Myron Promotional Products
- Company type: Private
- Industry: Promotional Products
- Founded: Maywood, New Jersey, United States (1949; 77 years ago)
- Founder: Mike Adler, Elaine Adler
- Headquarters: Maywood, New Jersey, U.S.
- Area served: See listing
- Key people: Howard Wu (CEO), James Adler (Chairman)
- Services: See listing
- Number of employees: 1400

= Myron Corp =

American promotional products company

Myron Promotional Products is headquartered in Maywood, New Jersey and has seven sites worldwide in Canada, Germany, Honduras and China.

==History==
Myron Corp. (Myron) was founded by Mike and Elaine Adler in 1949. After purchasing a sewing machine and one heat-sealing device, the Adlers started what is now a thriving mail-order business.

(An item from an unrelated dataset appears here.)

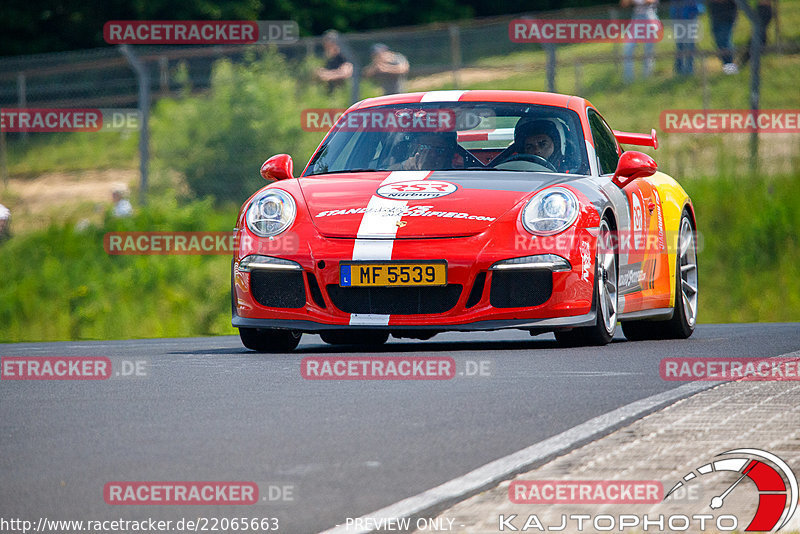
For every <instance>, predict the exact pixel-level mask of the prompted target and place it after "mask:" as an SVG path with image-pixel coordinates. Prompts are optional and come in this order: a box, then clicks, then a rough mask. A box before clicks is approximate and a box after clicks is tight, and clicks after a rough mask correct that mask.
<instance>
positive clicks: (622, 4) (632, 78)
mask: <svg viewBox="0 0 800 534" xmlns="http://www.w3.org/2000/svg"><path fill="white" fill-rule="evenodd" d="M620 6H622V7H624V8H627V7H631V6H633V16H631V20H658V0H621V1H620ZM654 48H655V43H644V65H643V69H642V74H643V76H644V77H645V78H647V77H648V76H650V74H652V72H653V65H654V64H655V61H654V60H653V50H654ZM635 49H636V43H635V42H629V43H625V47H624V49H623V53H624V55H625V63H624V72H623V75H624V77H625V81H626V82H632V81H633V78H634V72H633V70H634V68H633V52H634V50H635Z"/></svg>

Originally, Myron specialized in the imprinting and personalization of pocket calendars, pens, and a variety of business gifts.

In the 1950s Myron moved from its New York City location to a three-car garage in Englewood, New Jersey. With the help of a handful of employees, products were distributed to nearly 2,000 customers.

==Expansion==
After the initial success, Myron moved from Englewood to Teaneck, where it remained for four years. In 1968, the business was transferred to a one-story building in Maywood, New Jersey which was later expanded to meet the needs of the growing organization. In 1980, work began on a new complex on Maywood Avenue, which was completed and occupied by 1982. This new facility contained more than 100,000 square feet of space.

Howard Wu is the current CEO, who joined in 2020 with extensive digital transformation experiences from companies like Zulily, Google, Amazon, T-Mobile and HTC.

==Services==
Myron is a promotional products company, catering to customers in varying industries. Some examples include banks, non-profit organizations and educational groups.

The company offers a wide range of personalized promotional products for various events and occasions, including employee recognition, new customers and advertising, customer loyalty, corporate events, gifts for friends and family, and a holiday line including holiday cards and collectibles.

Myron's affiliated companies are known as Adler Business Gifts abroad and offer its products in 16 countries including the United States.